Dulce Maria Cardoso publicou os romances Eliete (2018, livro do ano, entre outros, no Público, Expresso e no JL, Prémio Oceanos e finalista do Prémio Femina), O Retorno (2011, Prémio Especial da Crítica e livro do ano dos jornais Público e Expresso), O Chão dos Pardais (2009, Prémio PEN Clube Português e Prémio Ciranda), Os Meus Sentimentos (2005, Prémio da União Europeia para a Literatura) e Campo de Sangue (2001, Prémio Acontece, escrito na sequência de uma Bolsa de Criação Literária atribuída pelo Ministério da Cultura).
Os seus romances estão traduzidos em várias línguas e publicados em mais de duas dezenas de países. A tradução inglesa de O Retorno recebeu, em 2016, o PEN Translates Award.
Publicou contos em revistas e jornais, a maioria dos quais reunida nas antologias Até Nós (2008) e Tudo São Histórias de Amor (2013). Alguns deles fazem parte de várias antologias estrangeiras, e «Anjos por dentro» foi incluído na antologia Best European Fiction 2012, da Dalkey Archive. Em 2017, foram publicados os textos Rosas, escritos no âmbito da estada em Lisboa de Anne Teresa De Keersmaeker, quando a coreógrafa foi a Artista na Cidade. Criou, ainda, a personagem Lôá, a menina-Deus, para uma série da RT2.

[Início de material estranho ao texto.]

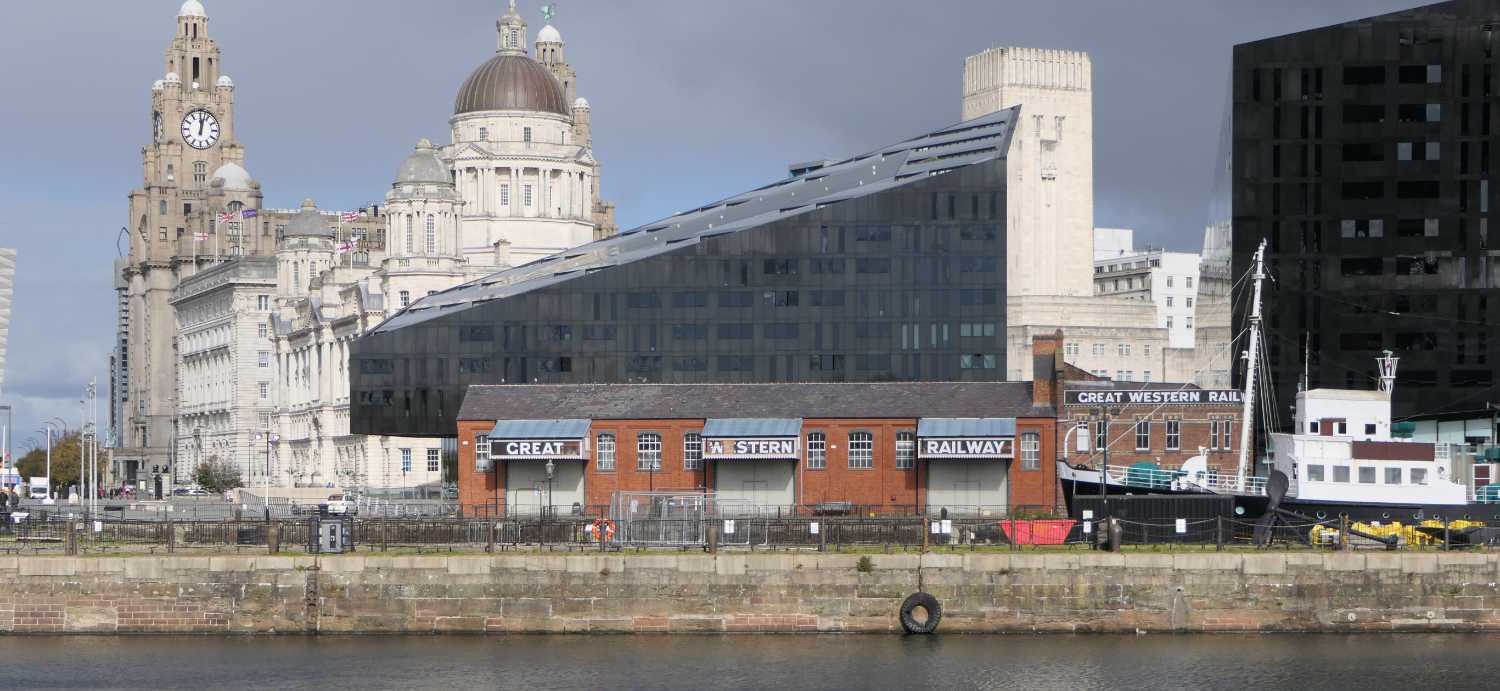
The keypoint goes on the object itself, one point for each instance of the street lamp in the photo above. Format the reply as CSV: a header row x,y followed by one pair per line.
x,y
551,468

A obra de Dulce Maria Cardoso é estudada em universidades de vários países, fazendo parte de programas curriculares, e tem sido objecto de várias teses académicas, bem como adaptada a cinema, teatro e televisão. A autora tem participado em vários festivais de prestígio internacional.
Em 2012, recebeu do Estado francês a condecoração de Cavaleira da Ordem das Artes e Letras. Assina, na Visão, a coluna «Autobiografia não autorizada» e é comentadora na estação televisiva SIC, no programa Original é a Cultura.